Look at the sharp rise in percentage of meditators
My inbox has been filling with requests from organizations all seeking the same thing -- to help their employees deal with the stress and anxiety.
This is what my clients are saying, very consistently:
"Our staff have been working so hard, they're stressed out and full of anxiety. They are burning out. We'd like to help our staff learn about mindfulness to help them cope."
The main observation I've had since 2020 is that the audiences I'm speaking to are not only aware of mindfulness, but many are practitioners.
The questions I get during talks are much more insightful these days, because only by practicing mindfulness do you start to understand it and can go deeper by having a dialogue about it.
Here is my data, as I always ask "Who already practices mindfulness meditation?" My estimate is that the chart below represents about 4,000+ people from 2013 to 2023.
What insightful employers are doing about mindfulness
In addition to employers arranging a one-time talk, there is some increase in the number of employers interested in having some type of ongoing mindfulness practice for staff. They know that mindfulness is a practice, not just an intellectual exercise or a interesting one-time presentation to listen to.

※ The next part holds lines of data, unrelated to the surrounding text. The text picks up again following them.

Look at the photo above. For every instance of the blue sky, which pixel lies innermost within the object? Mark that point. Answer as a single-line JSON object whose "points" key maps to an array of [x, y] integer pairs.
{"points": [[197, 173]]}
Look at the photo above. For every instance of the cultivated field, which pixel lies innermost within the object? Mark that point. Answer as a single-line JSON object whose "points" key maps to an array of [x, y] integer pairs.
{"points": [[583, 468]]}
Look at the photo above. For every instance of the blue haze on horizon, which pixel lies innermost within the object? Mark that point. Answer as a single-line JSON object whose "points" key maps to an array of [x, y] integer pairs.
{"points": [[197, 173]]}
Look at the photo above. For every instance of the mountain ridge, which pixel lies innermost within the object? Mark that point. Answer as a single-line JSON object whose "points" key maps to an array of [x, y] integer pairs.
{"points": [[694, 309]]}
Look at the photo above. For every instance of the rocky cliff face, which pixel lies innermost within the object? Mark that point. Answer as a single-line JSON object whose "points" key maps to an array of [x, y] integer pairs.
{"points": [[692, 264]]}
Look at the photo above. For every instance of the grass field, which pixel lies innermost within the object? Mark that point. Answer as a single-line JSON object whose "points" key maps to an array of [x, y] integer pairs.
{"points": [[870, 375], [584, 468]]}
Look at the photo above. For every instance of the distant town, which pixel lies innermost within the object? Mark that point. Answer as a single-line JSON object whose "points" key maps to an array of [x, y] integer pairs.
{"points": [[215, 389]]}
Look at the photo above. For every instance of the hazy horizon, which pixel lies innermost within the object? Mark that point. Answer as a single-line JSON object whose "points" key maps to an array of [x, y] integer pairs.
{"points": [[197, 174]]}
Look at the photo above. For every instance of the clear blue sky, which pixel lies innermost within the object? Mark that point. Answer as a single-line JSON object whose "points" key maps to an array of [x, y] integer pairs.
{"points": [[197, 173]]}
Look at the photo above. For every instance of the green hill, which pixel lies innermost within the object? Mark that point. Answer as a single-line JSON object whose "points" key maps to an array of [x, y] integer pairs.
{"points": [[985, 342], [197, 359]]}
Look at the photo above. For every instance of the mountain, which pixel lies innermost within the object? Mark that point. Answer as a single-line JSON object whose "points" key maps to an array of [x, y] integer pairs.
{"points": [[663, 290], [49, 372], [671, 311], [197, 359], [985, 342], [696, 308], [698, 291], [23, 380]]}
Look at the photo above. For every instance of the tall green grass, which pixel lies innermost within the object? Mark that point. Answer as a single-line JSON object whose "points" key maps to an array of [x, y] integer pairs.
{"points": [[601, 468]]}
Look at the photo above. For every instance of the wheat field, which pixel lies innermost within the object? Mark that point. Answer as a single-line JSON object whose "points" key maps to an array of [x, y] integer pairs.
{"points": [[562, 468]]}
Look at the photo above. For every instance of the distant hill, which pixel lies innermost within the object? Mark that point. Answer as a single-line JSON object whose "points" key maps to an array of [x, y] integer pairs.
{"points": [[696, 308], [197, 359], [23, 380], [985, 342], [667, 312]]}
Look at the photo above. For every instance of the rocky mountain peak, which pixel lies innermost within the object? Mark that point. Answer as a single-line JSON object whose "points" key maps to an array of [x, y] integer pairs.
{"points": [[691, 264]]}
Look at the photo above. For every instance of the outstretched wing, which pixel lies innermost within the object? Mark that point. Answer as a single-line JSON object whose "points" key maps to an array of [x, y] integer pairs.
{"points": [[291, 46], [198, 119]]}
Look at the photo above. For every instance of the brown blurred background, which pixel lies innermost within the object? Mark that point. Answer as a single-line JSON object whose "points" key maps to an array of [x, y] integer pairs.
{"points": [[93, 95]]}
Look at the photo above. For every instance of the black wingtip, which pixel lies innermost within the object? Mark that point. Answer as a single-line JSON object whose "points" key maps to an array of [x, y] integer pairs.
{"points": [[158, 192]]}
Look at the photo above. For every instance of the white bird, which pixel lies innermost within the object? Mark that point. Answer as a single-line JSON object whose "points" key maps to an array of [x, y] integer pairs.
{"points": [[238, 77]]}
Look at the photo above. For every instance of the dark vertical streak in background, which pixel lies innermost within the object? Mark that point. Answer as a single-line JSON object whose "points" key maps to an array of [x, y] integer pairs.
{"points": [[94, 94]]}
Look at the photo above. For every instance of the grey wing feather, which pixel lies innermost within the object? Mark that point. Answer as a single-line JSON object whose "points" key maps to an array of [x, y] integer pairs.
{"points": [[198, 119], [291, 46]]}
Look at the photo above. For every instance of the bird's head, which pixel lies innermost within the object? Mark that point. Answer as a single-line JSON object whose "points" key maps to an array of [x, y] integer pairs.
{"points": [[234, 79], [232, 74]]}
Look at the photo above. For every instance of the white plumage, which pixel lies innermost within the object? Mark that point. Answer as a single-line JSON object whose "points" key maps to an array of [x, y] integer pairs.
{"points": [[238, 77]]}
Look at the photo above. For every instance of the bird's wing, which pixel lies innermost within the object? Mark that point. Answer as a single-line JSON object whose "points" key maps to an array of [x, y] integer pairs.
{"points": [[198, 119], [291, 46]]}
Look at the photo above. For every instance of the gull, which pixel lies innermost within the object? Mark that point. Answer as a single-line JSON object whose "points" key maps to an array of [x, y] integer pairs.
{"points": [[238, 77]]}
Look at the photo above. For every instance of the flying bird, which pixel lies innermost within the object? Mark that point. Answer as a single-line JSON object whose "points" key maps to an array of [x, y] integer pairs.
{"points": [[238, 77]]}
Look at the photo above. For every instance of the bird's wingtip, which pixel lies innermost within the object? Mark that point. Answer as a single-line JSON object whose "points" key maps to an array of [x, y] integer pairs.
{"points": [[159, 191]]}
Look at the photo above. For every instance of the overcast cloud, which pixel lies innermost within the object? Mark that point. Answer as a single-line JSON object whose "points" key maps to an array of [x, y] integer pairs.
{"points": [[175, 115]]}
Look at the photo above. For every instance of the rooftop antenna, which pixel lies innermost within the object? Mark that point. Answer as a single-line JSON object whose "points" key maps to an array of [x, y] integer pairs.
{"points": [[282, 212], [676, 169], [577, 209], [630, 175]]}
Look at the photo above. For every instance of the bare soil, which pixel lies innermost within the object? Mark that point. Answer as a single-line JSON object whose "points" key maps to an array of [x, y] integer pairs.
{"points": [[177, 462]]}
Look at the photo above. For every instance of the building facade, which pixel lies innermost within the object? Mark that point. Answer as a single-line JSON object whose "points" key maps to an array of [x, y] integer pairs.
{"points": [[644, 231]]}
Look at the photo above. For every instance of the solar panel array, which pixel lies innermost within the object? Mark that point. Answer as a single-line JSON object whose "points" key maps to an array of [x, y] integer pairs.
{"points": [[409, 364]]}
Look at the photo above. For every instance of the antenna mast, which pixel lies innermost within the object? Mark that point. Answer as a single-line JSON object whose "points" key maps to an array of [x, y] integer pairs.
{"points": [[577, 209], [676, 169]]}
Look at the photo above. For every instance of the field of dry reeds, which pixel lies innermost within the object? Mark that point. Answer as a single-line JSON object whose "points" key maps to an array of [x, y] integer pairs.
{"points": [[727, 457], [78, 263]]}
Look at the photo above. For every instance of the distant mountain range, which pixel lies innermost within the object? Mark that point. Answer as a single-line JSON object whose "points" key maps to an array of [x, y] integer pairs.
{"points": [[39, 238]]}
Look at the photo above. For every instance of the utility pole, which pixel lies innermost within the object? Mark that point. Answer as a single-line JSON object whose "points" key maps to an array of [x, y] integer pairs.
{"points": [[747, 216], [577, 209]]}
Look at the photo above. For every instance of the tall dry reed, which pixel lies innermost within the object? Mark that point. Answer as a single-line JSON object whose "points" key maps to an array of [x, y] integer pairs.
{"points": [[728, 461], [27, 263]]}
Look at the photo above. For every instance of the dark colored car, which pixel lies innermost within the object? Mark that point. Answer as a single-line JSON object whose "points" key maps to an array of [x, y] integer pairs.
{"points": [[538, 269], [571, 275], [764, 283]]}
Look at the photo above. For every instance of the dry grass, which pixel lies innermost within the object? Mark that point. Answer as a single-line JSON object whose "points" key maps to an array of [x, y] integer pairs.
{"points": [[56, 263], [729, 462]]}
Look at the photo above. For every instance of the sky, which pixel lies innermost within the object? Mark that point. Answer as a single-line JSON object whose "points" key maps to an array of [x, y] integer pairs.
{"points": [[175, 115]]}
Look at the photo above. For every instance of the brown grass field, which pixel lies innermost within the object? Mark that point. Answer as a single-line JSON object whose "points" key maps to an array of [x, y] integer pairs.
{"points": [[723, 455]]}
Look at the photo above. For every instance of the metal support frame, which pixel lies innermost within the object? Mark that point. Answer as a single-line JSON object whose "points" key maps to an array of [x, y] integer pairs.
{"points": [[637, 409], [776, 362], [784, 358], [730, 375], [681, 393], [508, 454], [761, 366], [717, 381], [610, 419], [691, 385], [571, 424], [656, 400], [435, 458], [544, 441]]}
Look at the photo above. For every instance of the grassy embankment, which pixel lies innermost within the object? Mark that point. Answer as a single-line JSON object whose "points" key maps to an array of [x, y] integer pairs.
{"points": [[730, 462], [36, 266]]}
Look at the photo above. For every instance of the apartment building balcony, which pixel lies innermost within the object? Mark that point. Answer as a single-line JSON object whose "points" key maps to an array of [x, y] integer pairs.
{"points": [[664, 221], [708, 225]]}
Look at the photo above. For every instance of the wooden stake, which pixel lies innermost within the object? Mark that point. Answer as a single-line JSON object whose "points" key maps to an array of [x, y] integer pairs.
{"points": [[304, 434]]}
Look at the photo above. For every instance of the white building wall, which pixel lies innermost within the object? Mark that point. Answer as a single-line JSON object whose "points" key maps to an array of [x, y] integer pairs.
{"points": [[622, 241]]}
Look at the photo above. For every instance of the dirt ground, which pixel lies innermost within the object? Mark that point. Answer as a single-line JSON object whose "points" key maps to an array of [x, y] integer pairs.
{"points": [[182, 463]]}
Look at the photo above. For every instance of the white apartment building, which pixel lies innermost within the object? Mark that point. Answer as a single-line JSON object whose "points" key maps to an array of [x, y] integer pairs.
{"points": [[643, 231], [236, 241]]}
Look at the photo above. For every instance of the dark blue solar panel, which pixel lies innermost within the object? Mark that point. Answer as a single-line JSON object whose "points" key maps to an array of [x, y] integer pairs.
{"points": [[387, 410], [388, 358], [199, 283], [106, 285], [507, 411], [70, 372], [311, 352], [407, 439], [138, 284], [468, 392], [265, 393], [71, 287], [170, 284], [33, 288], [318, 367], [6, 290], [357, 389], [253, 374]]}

People need to practice, 'do the work' and incorporate mindfulness into their every day life in order to reap the benefits that are well-researched and appear in so many articles today.
What might be interesting is to know that many 'ongoing mindfulness programs' where employees gather to practice regularly together, are borne and operated in a grassroots fashion (not as a top-down, strategic initiative - there so much to say here but in short, when staff are leading a session there generally is trust and community built rather than it being a human resources initiative).
Often, eager employees obtain funding from their employer to get trained and certified to learn the practical and best practices approach to starting a program at work and how to become a skilled mindfulness facilitator. Employers can support eager employees by funding their training.